転倒がきっかけに

観光協会のボランティアを始めてから
下見でハイキングコースを歩くことが多い。
その度に、転びそうになったり、
崖下に落ちそうになったりして、
こんな危ないハイキングは止めさせ
なければいけないと思っていた矢先に、
今回の事故が起きた。

自分が休日によく歩くのは葉山の
南郷ハイキングコース。
武山ハイキングコースに比べたら
ずっと安全で78歳にはぴったりだと
思っていた。アジサイを見ながら、
フィトンチッドを浴び、山を
歩くのは本当に気持ちがいい。

そんな爽快感で油断してしまったのか、
この日曜日に歩いた時に、思いっきり
転倒した。
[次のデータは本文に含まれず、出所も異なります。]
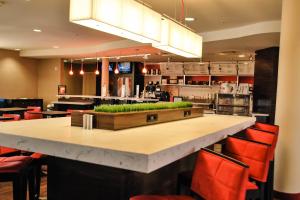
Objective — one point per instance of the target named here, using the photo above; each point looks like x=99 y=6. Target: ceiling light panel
x=179 y=40
x=125 y=18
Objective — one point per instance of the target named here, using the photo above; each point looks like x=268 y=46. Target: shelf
x=152 y=75
x=233 y=105
x=197 y=75
x=186 y=85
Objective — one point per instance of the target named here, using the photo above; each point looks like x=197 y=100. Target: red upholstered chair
x=215 y=177
x=264 y=137
x=15 y=116
x=30 y=115
x=267 y=127
x=34 y=108
x=15 y=169
x=254 y=154
x=268 y=138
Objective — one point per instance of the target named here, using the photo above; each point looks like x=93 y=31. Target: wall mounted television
x=125 y=68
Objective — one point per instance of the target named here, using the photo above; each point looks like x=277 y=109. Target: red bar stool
x=215 y=177
x=15 y=116
x=254 y=154
x=269 y=138
x=267 y=127
x=34 y=108
x=15 y=169
x=30 y=115
x=6 y=152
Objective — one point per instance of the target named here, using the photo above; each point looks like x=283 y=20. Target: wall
x=49 y=73
x=287 y=161
x=18 y=76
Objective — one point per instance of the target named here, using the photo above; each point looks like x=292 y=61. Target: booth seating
x=29 y=115
x=215 y=177
x=16 y=169
x=257 y=156
x=15 y=116
x=34 y=108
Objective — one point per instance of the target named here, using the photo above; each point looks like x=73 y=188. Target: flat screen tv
x=125 y=68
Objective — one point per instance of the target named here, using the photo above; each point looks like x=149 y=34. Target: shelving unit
x=231 y=104
x=213 y=74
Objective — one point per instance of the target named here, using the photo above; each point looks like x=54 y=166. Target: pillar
x=287 y=161
x=105 y=77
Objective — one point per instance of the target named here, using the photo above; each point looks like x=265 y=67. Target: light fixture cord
x=182 y=11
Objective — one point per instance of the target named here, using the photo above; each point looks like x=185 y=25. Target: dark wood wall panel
x=265 y=83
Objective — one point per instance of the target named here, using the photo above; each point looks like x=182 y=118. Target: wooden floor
x=6 y=190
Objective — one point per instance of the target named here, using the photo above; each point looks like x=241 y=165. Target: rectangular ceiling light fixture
x=125 y=18
x=132 y=20
x=179 y=40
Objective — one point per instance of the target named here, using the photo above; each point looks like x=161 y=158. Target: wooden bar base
x=74 y=180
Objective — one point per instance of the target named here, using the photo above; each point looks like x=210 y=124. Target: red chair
x=267 y=127
x=5 y=152
x=16 y=169
x=263 y=137
x=215 y=177
x=34 y=108
x=254 y=154
x=15 y=116
x=271 y=139
x=31 y=115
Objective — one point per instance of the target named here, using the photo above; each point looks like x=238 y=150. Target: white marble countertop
x=142 y=149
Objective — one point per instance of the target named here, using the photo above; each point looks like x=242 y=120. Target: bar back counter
x=115 y=165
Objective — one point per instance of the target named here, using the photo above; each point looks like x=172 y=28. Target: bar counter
x=115 y=165
x=142 y=149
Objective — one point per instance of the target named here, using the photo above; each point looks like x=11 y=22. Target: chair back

長い下り坂を、走って駆け
下りたのがいけなかった。もう少しで
平らなところまできた途端に、
滑って6メートルくらい転げ落ちた。

左手、両膝からかなりの出血。一瞬目の
前が暗くなった。ふと気が付くと、
ズボンの膝は破け、血がしたたり落ちていた。

寝転がったまま、「もう松葉づえの生活
なのかな」とぼーっと仕事への影響を
考えていた。しばらくそのまま寝転んで
いたら、通りがかりの美しい女性が
「大丈夫ですか」と声をかけてくれた。

彼女は彼女の飲料用の水で傷口を洗って
くれ、更に彼女のタオルで傷口をふさい
でくれたので、何となくほっとして、
松葉づえのことが頭から離れた。その上、
心配して公園の駐車場まで送ってくれた。
「神は正直の頭に宿る」とは
このことなんだと都合のいいことを
考えながら家路を急いだ。

家に帰って、仕事柄たっぷりと備えている
薬や包帯で完璧な処置をしたら、急に
眠くなり、横になったら3時間も寝て
しまった。目が覚めたら、どこも痛くなく、
車いすにはならない感じだった。
それがとても嬉しかった。

今回のことをきっかけに、二度と山歩きは
しないと心に決めた。もうすぐ80歳なん
だし・・・・
車いすにならずに済んだ上に、
新たな決心も出来たし、美しい女性の適切な
処置もあって化膿も避けられ、更に骨折も
せず、「自分はなんて運がいいのだろう」と
亡き母の写真に手を合わせて、お礼を言った。